The third generation of the Phillips family, the children of Ellis L. Phillips, Jr., and Marion Grumman Phillips, has continued to volunteer time, talent, and work to the Foundation. Larry Phillips recently retired as the third president of the Foundation, and each of his four sisters has served on the board. The fourth generation, now led by the foundation’s fourth president, Hardy Grumman Watts, is poised to lead the foundation into its next chapter. Although the family remains intimately involved, each generation has consciously worked to align personal interests with community needs in order to make their grant-making as effective as possible. By diversifying the board and nurturing the entrepreneurial spirit, the Foundation has continued to initiate successful programs, most notably its creation of The Catalogue for Philanthropy, a vehicle funded by philanthropic organizations to promote and increase philanthropic activity by individuals. The spiritual beacon of the Foundation remains the simple question posed by Kathryn Phillips: “What needs to be done?”

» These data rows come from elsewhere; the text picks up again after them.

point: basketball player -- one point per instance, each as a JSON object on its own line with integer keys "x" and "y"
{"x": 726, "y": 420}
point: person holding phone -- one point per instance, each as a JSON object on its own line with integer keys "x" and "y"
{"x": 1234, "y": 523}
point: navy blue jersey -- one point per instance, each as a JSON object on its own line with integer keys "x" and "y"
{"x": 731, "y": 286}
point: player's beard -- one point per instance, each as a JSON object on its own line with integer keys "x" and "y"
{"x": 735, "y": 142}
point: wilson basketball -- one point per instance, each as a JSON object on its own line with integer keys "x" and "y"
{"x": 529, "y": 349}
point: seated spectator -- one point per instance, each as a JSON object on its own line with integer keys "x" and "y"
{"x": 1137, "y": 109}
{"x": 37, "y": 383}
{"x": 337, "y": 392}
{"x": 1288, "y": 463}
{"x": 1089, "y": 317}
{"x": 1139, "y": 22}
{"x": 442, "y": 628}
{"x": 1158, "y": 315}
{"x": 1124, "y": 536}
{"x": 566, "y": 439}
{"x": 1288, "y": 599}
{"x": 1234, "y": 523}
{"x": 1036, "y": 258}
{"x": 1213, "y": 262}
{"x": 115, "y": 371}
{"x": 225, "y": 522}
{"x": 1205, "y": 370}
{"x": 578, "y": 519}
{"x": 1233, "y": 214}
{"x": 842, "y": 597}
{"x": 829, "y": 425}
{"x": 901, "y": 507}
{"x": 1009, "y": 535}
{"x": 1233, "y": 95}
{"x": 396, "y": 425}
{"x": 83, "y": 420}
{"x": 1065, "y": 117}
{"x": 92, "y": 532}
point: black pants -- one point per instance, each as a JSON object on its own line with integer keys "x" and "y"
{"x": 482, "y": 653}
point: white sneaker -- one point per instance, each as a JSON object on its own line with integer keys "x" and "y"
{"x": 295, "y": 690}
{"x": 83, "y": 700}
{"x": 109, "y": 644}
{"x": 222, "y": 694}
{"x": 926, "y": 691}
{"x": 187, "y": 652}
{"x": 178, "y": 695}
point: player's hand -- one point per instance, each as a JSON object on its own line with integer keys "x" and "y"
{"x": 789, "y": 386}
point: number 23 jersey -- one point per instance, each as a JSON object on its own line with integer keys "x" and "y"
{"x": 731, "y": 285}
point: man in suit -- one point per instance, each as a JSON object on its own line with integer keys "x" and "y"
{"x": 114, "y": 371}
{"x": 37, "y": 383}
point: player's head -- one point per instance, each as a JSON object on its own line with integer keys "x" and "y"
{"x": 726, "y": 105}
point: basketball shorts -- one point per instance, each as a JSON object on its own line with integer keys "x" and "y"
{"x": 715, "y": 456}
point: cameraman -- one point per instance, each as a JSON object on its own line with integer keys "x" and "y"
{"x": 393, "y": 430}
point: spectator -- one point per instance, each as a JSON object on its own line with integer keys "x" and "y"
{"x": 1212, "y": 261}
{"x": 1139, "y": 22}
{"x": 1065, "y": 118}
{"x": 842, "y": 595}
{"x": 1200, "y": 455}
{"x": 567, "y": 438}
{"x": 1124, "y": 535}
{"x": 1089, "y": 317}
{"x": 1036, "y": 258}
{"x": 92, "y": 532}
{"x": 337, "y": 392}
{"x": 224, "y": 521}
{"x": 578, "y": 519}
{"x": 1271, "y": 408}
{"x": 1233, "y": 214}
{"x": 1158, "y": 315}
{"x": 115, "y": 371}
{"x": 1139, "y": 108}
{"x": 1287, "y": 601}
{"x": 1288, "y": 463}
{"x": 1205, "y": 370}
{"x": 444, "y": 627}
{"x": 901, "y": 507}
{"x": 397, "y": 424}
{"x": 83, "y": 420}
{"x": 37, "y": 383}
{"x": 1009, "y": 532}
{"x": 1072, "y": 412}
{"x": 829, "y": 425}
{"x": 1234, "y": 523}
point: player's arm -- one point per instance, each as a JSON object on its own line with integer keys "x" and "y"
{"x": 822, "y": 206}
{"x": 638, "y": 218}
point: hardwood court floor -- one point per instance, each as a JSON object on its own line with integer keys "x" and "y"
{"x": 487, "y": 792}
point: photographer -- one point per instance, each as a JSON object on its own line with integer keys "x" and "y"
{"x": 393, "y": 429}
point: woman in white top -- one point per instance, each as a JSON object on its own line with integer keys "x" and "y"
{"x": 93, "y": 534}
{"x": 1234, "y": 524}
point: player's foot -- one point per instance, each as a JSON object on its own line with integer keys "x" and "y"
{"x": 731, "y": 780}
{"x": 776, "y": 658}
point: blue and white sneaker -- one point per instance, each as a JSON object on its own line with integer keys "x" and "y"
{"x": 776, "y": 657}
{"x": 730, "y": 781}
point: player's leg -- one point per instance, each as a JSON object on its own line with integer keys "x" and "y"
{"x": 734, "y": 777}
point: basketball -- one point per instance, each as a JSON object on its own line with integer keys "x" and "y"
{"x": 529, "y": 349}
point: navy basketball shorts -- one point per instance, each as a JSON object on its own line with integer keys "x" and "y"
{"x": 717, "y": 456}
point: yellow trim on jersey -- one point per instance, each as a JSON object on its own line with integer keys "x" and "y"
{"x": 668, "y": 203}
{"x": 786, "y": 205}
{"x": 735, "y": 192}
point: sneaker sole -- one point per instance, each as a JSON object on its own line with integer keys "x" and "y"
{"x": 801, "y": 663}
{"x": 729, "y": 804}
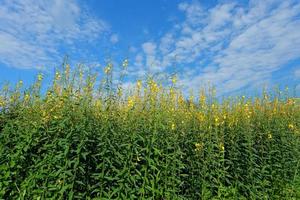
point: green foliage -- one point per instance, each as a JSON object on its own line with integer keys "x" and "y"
{"x": 82, "y": 142}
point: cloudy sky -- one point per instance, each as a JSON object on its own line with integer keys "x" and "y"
{"x": 234, "y": 45}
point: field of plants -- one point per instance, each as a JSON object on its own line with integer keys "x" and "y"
{"x": 89, "y": 138}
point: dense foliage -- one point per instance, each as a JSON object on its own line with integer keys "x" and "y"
{"x": 79, "y": 141}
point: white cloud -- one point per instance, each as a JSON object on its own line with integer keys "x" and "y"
{"x": 33, "y": 32}
{"x": 114, "y": 38}
{"x": 231, "y": 45}
{"x": 297, "y": 73}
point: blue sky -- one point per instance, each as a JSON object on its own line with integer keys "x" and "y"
{"x": 234, "y": 45}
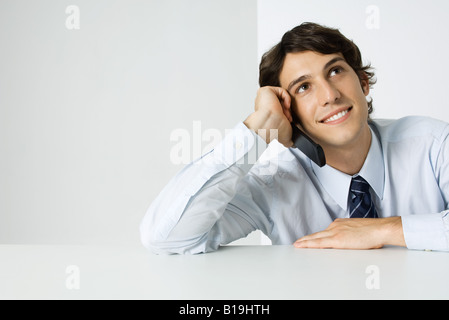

What Needs To be Done: A History of the Ellis L. Phillips Foundation
by Winston Emmons
Published by the National Center for Family Philanthropy

 

Hardy Watts Welcomed as New President of ELPF

 

After serving twenty- two years as President of the Foundation, Ellis L. Phillips, III, also known as Larry, stepped down. Larry’s leadership helped guide the foundation’s giving priorities over the two decades and make several strategic, innovative grants. His last act as President was to welcome his nephew and successor, Hardy G. Watts as the new president of the foundation. Hardy has served on the Board for a number of years, and the directors are delighted to welcome this next generation of leadership. Kathryn and Ellis Phillips would be proud!